Published Feb 6, 2019
Pili_in_the_PICU
5 Posts
Wow you guys. I did it! I'm officially an RN!
I just wanted to share my experience because many people are going through this and I understand the stress.
I passed on February 4th with 75 questions in about 2 hours (plus the Special Research Section at the end)
I had 35 SATAs, a lot of priority, pharm, and unit management type of questions. The whole time I was second-guessing myself, but I did. not. change. my. answers. *phew*
I graduated in December. Our school provided Kaplan live training and integrated Phase 1 in to our final semester. I didn't get my ATT until January 20th, at which point I started studying.

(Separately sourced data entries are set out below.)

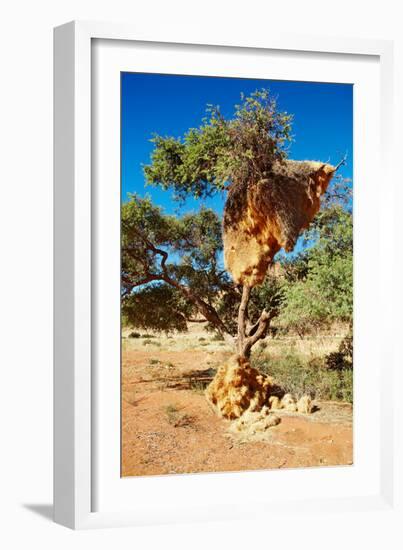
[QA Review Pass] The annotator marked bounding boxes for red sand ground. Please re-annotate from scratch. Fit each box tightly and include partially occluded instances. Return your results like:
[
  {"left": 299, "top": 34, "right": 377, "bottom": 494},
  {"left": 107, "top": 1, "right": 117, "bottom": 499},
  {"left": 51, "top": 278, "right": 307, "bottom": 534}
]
[{"left": 122, "top": 350, "right": 353, "bottom": 476}]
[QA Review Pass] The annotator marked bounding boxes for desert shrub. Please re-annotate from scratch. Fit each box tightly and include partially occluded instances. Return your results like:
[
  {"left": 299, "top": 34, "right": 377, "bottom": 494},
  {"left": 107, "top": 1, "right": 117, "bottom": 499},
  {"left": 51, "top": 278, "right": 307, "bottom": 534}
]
[
  {"left": 211, "top": 332, "right": 224, "bottom": 342},
  {"left": 252, "top": 350, "right": 353, "bottom": 403},
  {"left": 325, "top": 334, "right": 353, "bottom": 371}
]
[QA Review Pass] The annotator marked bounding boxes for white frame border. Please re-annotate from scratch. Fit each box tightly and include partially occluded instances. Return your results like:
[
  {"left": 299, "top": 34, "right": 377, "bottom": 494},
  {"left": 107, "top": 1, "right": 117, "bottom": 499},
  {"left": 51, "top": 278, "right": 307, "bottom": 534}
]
[{"left": 54, "top": 22, "right": 397, "bottom": 528}]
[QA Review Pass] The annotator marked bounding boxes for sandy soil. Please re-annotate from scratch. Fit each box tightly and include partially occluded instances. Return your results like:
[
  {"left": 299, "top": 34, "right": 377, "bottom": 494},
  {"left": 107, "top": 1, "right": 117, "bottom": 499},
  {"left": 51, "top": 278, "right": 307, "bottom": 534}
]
[{"left": 122, "top": 342, "right": 353, "bottom": 476}]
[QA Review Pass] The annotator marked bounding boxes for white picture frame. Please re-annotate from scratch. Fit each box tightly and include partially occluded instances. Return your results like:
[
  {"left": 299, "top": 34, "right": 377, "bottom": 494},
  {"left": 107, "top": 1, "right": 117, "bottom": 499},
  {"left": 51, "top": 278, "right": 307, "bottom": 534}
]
[{"left": 54, "top": 22, "right": 398, "bottom": 529}]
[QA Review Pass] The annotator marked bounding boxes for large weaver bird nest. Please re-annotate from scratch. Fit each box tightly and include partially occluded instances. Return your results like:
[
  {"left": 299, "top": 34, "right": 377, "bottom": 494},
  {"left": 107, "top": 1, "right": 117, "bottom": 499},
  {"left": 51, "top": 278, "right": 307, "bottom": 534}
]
[{"left": 223, "top": 160, "right": 337, "bottom": 287}]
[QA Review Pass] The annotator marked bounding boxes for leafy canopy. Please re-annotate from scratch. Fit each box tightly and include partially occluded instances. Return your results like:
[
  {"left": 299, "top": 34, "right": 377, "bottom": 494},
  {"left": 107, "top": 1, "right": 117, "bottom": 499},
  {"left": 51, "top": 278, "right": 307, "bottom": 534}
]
[
  {"left": 144, "top": 89, "right": 292, "bottom": 200},
  {"left": 280, "top": 204, "right": 353, "bottom": 334}
]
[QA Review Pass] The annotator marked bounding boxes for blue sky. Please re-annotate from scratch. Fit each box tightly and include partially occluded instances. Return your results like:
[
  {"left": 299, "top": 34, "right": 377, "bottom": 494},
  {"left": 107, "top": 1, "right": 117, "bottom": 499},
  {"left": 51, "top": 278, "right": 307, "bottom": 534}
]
[{"left": 121, "top": 73, "right": 353, "bottom": 218}]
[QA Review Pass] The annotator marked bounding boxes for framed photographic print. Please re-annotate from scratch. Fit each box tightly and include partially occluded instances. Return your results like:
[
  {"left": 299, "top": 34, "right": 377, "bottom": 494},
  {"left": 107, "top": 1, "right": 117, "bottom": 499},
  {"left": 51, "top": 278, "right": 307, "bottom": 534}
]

I used Kaplan's Qbank and Question Trainers, completing all but 400 of the Qbank questions, and all but the last Question Trainer (#7). My scores ranged from 57-78%, average score being 68%. My remediation dedication was far from perfect: sometimes I just didn't remediate. I usually gave every test a once over, noting the places where my brain went off course or any huge dearth of knowledge.
I also used Saunder's Comprehensive Review, which I had throughout nursing school. I divided the chapters in the book by the number of days I had to study. I averaged about 5 chapters per day, flipping through the content, reading whatever seemed distant or unfamiliar, and completing the questions. I didn't do all of the Chapters, however...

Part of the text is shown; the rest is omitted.